Before he became the CEO of Rosneft, Sechin worked for the KGB, notably in the late Cold War hot spots of Mozambique and Angola. As noted above, he consolidated his alliance with Putin during Putin’s time as deputy mayor of St Petersburg, becoming his devoted secretary and bagman, rarely leaving his master. Putin has kept Sechin close to him ever since, making him one of the most trusted representatives of the Siloviki clique. Despised and feared in equal measure, Sechin was instrumental in convincing Putin formally to renationalise firms, including Yukos, that had been privatised under Yeltsin, while in fact putting the whole of the oil and gas sector under the control of his own inner circle. Sechin was described by the former US ambassador, John Beyrle, in confidential cables released by Wikileaks, as the ‘grey cardinal’ of the Kremlin, ‘who has sought to break the power of the oligarchs, confiscate and amalgamate their assets into state companies under Siloviki control and to limit Western influence’. The damage he has inflicted on the Russian economy is incalculable.
Sechin is notoriously territorial, willing to go to great lengths to protect his position as Putin’s chief adviser. His anti-liberal convictions pitched him into conflict with Dmitry Medvedev, once regarded as the leader of a liberalising tendency in the Kremlin. In 2016, Sechin moved against his rival by entrapping Prime Minister Medvedev’s ally and minister of economic development, Alexey Ulyukaev, in a sting operation that led to the latter becoming the first serving minister to be arrested in Russia since the reign of Stalin. The move was a risky powerplay that could have backfired, but Sechin was secure in his position. The men he called upon to make the arrest were operatives from the Sixth Service of the FSB’s Internal Security Department, an elite unit that Sechin himself had created back in 2004 and knew he could count on.
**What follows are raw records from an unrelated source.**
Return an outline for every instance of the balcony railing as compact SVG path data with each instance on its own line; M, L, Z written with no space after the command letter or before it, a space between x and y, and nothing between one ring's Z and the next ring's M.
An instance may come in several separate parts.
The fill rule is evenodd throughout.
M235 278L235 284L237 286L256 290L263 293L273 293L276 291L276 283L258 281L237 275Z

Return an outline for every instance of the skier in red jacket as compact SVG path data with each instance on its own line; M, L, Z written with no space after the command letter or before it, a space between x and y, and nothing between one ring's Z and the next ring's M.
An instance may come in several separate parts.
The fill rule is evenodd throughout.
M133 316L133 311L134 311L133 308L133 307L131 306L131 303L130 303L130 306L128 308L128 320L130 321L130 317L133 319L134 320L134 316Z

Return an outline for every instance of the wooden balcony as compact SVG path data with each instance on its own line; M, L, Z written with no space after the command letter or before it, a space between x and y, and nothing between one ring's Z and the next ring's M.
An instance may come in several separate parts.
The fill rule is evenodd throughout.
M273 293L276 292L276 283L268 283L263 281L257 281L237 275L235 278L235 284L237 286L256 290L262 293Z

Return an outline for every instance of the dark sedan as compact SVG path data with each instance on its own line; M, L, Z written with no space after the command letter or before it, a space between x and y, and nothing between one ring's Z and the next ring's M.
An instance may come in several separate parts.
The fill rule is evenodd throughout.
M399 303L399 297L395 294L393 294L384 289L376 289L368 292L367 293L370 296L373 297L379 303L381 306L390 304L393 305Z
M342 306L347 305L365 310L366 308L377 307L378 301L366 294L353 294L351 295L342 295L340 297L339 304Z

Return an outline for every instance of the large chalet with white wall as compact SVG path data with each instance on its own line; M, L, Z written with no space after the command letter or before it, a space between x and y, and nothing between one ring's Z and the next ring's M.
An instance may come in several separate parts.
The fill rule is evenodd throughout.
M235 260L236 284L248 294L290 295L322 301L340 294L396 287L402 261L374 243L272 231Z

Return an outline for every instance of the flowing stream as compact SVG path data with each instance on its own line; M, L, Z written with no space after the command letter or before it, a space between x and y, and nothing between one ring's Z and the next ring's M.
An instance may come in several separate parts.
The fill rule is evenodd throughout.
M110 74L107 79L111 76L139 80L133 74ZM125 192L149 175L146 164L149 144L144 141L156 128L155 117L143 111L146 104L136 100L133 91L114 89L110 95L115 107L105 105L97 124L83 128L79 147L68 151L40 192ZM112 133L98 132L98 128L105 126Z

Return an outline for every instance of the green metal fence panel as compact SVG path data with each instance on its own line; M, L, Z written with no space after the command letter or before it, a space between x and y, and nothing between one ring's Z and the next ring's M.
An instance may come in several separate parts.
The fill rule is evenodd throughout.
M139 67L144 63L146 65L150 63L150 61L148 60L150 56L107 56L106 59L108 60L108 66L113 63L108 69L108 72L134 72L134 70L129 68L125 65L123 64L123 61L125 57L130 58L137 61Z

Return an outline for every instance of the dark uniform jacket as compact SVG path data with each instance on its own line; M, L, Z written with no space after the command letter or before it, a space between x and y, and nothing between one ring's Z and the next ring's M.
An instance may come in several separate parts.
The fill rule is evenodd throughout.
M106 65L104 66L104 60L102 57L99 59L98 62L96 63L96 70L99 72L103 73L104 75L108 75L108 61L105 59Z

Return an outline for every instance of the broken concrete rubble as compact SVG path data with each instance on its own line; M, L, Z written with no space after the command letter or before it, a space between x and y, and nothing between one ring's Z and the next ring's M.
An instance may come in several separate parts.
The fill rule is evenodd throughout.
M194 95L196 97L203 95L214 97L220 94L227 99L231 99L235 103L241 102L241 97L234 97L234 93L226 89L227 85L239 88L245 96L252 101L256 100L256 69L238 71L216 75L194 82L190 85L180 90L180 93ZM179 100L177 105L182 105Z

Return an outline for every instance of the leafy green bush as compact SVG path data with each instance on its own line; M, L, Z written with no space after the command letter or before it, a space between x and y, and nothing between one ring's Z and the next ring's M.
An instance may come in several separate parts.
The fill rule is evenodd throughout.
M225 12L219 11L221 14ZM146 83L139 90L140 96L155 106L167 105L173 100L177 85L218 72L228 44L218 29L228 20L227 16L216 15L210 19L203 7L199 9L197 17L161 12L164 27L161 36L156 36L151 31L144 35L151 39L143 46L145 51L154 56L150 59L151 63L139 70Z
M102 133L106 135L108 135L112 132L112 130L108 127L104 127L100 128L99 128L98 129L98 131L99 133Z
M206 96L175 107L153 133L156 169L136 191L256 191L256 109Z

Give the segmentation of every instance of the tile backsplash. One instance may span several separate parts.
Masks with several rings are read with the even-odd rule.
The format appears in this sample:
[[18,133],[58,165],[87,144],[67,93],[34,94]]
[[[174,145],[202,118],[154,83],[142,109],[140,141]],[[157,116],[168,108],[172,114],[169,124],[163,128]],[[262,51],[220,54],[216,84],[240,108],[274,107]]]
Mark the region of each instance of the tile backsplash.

He had used them previously to carry out delicate operations, including the arrests of regional governors who refused to toe the Kremlin line. On 14 November 2016, Sechin invited Ulyukaev into his office and presented him with a suitcase that was later found to contain $2 million, as well as ordering a basket of sausages made from fresh game personally shot by himself to be loaded into Ulyukaev’s car. Unaware that Sechin was recording their encounter, Ulyukaev gratefully accepted the gifts, claiming later that he thought the suitcase was full of wine. All this ‘evidence’ would be used to charge him with corruption, backed by a sworn statement from Sechin that the money had been ‘extorted’ from him as a payment for Ulyukaev’s rubber stamping of a deal to transfer the Bashneft oil company to Rosneft.
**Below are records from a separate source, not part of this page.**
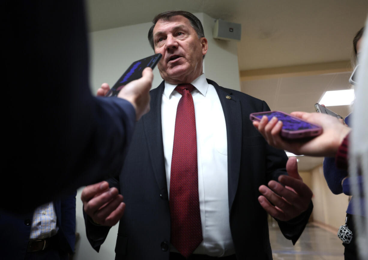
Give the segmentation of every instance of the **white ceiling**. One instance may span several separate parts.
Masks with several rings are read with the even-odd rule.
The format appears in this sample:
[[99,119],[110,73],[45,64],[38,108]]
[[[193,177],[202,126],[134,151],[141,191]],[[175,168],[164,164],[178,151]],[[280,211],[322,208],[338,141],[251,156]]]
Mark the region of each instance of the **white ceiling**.
[[91,31],[147,22],[173,9],[203,12],[241,24],[240,70],[348,60],[353,37],[368,12],[367,0],[87,0],[86,3]]
[[[368,13],[367,0],[86,0],[86,4],[90,31],[147,22],[169,10],[203,12],[241,24],[240,71],[348,60],[353,38]],[[265,100],[272,110],[313,112],[325,91],[349,88],[350,75],[280,76],[241,85],[242,91]],[[347,106],[329,108],[344,117],[349,113]],[[323,160],[299,159],[301,171]]]

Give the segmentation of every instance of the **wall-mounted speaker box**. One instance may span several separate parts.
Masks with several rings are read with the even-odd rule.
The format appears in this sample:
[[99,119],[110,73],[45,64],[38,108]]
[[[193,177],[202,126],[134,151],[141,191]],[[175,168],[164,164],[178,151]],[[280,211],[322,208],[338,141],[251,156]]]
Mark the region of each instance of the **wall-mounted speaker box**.
[[213,38],[221,40],[240,41],[241,25],[222,20],[216,20],[213,27]]

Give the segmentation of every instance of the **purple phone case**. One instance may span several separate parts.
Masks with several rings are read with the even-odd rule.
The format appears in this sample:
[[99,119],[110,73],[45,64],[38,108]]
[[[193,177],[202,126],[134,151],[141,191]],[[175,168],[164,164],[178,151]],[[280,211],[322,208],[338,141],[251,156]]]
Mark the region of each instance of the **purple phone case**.
[[266,111],[252,113],[249,116],[252,121],[261,121],[266,116],[269,121],[274,116],[282,121],[281,136],[287,139],[298,139],[316,136],[322,133],[322,128],[281,111]]

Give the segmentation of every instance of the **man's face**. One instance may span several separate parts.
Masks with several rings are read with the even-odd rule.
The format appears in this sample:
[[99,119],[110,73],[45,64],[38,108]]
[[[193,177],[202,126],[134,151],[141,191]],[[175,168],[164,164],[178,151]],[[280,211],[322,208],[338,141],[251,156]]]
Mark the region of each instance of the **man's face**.
[[202,74],[207,39],[198,39],[189,21],[181,15],[162,19],[153,31],[155,52],[162,57],[158,64],[161,77],[173,84],[190,83]]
At his trial, Ulyukaev denied all knowledge of the money and the recording produced by Sechin was remarkably unconvincing. Ulyukaev’s defence lawyers suggested that the prosecution was politically motivated, arising from a disagreement between the two men over the shady dealings of Rosneft. They summonsed Sechin to appear in person to be cross examined, but his office replied that he was too busy. When the court sentenced Ulyukaev to eight years in a strict regime labour camp, he compared the proceedings to the Stalinist show trials of the 1930s.
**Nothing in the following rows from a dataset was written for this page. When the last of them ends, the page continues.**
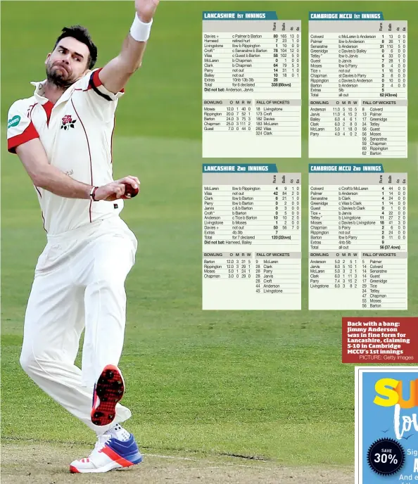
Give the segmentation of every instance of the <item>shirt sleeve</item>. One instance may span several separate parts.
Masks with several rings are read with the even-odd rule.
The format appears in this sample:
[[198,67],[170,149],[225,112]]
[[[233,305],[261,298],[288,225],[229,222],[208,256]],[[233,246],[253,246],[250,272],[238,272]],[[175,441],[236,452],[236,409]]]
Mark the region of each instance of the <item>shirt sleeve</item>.
[[7,149],[16,153],[16,147],[39,135],[30,118],[30,109],[22,100],[12,104],[7,117]]
[[89,77],[87,95],[93,110],[105,120],[113,118],[118,101],[125,94],[122,89],[116,94],[108,91],[101,83],[99,73],[101,69],[94,70]]

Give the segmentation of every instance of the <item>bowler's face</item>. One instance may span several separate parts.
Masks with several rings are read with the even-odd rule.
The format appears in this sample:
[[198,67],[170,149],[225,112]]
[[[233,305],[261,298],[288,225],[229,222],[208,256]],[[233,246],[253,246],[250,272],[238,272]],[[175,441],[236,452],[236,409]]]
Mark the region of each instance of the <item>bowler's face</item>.
[[87,70],[89,55],[87,46],[73,37],[60,40],[45,61],[48,77],[61,87],[70,86]]

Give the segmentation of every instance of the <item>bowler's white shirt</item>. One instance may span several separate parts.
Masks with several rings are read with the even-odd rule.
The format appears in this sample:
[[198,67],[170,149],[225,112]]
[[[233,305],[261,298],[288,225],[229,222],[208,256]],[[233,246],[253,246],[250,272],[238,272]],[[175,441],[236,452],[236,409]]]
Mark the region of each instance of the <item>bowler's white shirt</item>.
[[[100,186],[113,180],[112,136],[115,110],[123,91],[114,94],[89,71],[53,105],[44,96],[45,81],[32,82],[34,95],[19,99],[8,116],[8,149],[39,138],[51,165],[75,180]],[[56,234],[119,214],[123,200],[93,202],[64,198],[36,187],[44,227]]]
In all the Kremlin infighting, Putin has feigned the role of the ‘good tsar’, ostensibly holding the ring between his competing courtiers, while in reality he has played them off against each other. In the rivalry between Medvedev and Sechin, Putin has favoured the latter, possibly because of Medvedev’s performance during the time he served as stand-in president between 2008 and 2012. Putin had put him in the post merely to keep the seat warm for his own return to the job, but Medvedev let power go to his head, developing aspirations to hold on to the presidency, an uncalled-for show of ambition that angered Putin. As soon as the two resumed their proper offices in 2012, with Medvedev as prime minister, Putin responded by using Medvedev as a lightning rod against the people’s anger at falling living standards and making him take the blame for unpopular pension reforms. When Medvedev was confronted in 2016 by OAPs demanding pension increases, he made a run for it, muttering, ‘There simply isn’t any money at the moment … Hang on in there, all of you. I wish you all the best and hope you have a nice day…’ His vanishing act inspired a rush of comic songs and sketches viewed by millions on social media.